Friday, February 10, 2006

Thinking About Historical Analyses

I'll take a break today from the historical analyses to highlight several issues when using historical data to define possible trading edges:

1) All such analyses provide hypotheses only, not conclusions. The historical analyses are not "right" if they are replayed in the upcoming markets; nor are they "wrong" if the historical odds are not manifested on the next occasion. The historical studies merely indicate what has occurred in the past and whether such occurrences have been skewed or not. Our job is to use this information as background and see if the obtained patterns are indeed playing themselves out in the market. As I mentioned in a recent article for The Traders Journal in Singapore, Pasteur's observation that "Chance favors the prepared mind" captures the intent of historical study. It is meant as preparation--not as a fixed opinion to get locked into.

2) Disconfirmed hypotheses also provide information. Excellent trade ideas can be derived once you identify that a market is behaving contrary to its historical norms.

3) The utility and validity of historical analyses depends not only on having clean data and a promising set of indicators to study, but also on selecting proper lookback periods. The patterns that were common during the 2000-2002 bear market are not patterns we've seen in the past 2-3 years. Nor will the patterns of 2008 replicate those of the recent past. Recently, we've seen that patterns that were strong early in the current bull market (2003-4) are no longer robust. This means that we must weight recent data more strongly and be open to the possibility that we are undergoing a market transition. Indeed, shifts of trending and volatility patterns are perhaps the best evidence we have that market cycles are shifting.

4) The utility and validity of historical analyses also depends upon lookforward periods. Forecasting directional tendencies 1-3 days in the future requires a different set of predictors than forecasting 1-3 months or years hence. Of particular importance is what I call the optimum predictive horizon: the time frame that is most reliably forecast with a given set of predictors. This horizon, which almost always is not intraday, can help one define a directional bias within which shorter-term trading can occur.

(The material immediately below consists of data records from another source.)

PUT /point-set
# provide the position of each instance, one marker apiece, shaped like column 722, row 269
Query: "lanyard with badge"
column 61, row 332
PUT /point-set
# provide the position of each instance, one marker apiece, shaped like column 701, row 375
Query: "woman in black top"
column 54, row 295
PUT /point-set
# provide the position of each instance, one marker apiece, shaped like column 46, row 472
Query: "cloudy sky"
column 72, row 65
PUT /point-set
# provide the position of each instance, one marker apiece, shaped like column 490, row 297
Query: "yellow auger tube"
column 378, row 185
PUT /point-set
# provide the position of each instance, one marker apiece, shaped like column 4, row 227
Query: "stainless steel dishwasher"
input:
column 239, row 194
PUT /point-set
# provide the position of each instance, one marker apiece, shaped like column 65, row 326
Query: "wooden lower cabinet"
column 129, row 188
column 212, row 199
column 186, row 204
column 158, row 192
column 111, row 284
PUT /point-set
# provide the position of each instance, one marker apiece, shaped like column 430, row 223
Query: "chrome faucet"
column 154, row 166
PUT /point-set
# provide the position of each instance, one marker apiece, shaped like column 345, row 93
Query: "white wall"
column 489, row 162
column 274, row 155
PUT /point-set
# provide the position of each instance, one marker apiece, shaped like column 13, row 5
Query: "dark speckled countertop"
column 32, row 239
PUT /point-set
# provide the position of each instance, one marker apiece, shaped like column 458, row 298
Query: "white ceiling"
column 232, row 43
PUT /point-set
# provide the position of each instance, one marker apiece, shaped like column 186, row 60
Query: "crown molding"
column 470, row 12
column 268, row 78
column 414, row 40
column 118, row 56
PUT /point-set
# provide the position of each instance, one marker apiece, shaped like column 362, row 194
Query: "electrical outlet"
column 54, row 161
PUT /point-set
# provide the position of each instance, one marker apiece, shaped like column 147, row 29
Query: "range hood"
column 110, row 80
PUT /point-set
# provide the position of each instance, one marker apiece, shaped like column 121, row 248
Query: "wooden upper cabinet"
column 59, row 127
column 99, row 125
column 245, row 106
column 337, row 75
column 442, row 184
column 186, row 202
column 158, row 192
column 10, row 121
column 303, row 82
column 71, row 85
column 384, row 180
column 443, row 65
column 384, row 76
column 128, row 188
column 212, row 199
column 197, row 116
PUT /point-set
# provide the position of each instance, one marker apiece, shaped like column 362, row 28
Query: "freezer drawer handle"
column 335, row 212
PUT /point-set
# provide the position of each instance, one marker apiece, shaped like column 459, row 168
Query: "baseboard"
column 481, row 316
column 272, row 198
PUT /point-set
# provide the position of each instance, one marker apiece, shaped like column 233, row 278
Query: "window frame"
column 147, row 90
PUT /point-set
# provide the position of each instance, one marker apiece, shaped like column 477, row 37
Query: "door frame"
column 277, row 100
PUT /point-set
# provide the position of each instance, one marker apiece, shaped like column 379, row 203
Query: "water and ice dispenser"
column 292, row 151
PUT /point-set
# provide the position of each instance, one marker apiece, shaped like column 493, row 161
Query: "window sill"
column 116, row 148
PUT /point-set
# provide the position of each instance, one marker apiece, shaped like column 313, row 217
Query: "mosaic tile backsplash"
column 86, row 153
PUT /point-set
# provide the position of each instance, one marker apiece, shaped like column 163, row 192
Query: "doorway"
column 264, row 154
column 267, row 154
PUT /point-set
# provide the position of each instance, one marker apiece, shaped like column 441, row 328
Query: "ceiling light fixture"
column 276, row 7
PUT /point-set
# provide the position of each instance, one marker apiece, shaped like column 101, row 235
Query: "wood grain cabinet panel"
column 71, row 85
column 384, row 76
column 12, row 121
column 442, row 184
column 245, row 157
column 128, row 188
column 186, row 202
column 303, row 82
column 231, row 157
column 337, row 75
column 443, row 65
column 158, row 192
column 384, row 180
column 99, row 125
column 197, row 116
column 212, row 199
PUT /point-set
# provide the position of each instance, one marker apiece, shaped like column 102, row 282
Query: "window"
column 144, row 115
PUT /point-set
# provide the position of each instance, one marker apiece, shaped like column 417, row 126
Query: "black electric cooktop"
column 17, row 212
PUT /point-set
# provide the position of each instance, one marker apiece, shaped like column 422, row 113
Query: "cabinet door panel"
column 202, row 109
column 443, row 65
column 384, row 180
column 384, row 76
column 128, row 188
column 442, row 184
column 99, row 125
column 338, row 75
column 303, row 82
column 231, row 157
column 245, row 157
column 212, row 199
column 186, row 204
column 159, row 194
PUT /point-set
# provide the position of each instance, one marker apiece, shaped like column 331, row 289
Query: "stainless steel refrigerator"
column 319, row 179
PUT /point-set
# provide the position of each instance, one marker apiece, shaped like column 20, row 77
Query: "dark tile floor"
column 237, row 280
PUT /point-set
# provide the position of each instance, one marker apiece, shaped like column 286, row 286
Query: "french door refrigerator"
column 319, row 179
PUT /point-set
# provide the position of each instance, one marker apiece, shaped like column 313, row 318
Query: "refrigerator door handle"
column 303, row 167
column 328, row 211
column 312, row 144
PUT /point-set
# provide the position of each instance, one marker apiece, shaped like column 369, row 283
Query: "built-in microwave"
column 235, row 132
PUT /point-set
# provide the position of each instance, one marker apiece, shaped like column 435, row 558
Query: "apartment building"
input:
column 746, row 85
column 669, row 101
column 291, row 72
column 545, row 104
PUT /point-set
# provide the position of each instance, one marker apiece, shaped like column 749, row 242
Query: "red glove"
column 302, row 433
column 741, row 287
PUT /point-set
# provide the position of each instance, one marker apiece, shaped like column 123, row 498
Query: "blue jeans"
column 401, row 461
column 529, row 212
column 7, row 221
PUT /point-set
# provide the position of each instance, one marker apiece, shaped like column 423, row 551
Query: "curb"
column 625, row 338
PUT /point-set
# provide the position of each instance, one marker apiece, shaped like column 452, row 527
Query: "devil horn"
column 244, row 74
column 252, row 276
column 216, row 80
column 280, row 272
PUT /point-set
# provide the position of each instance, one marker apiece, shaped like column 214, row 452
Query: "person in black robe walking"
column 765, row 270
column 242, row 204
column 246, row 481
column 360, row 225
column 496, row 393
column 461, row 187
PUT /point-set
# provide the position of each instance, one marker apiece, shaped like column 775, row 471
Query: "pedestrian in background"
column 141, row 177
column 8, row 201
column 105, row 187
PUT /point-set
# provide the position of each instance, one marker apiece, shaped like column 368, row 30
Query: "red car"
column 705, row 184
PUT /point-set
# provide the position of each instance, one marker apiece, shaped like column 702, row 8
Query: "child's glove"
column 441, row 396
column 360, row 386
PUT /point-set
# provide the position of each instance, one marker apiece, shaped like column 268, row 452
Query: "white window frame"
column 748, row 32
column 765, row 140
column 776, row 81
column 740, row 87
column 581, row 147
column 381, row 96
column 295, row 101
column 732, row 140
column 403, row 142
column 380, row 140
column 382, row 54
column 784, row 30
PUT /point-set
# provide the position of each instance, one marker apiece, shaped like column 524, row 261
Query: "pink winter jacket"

5) Historical analyses are best employed in combination, with different sets of predictors and timeframes. Occasions in which multiple analyses converge to yield similar directional biases provide very high confidence trade ideas. Occasions when multiple analyses generate no meaningful directional biases help alert us to markets where our edge might be slim to none. Much of total P/L comes from trading known edges aggressively and staying away from risk when there is no edge--something any good poker player knows.

I will follow up with further thoughts on the Trader Performance blog of my personal site. Thanks for the many kind comments and suggestions I've received regarding the TraderFeed blog.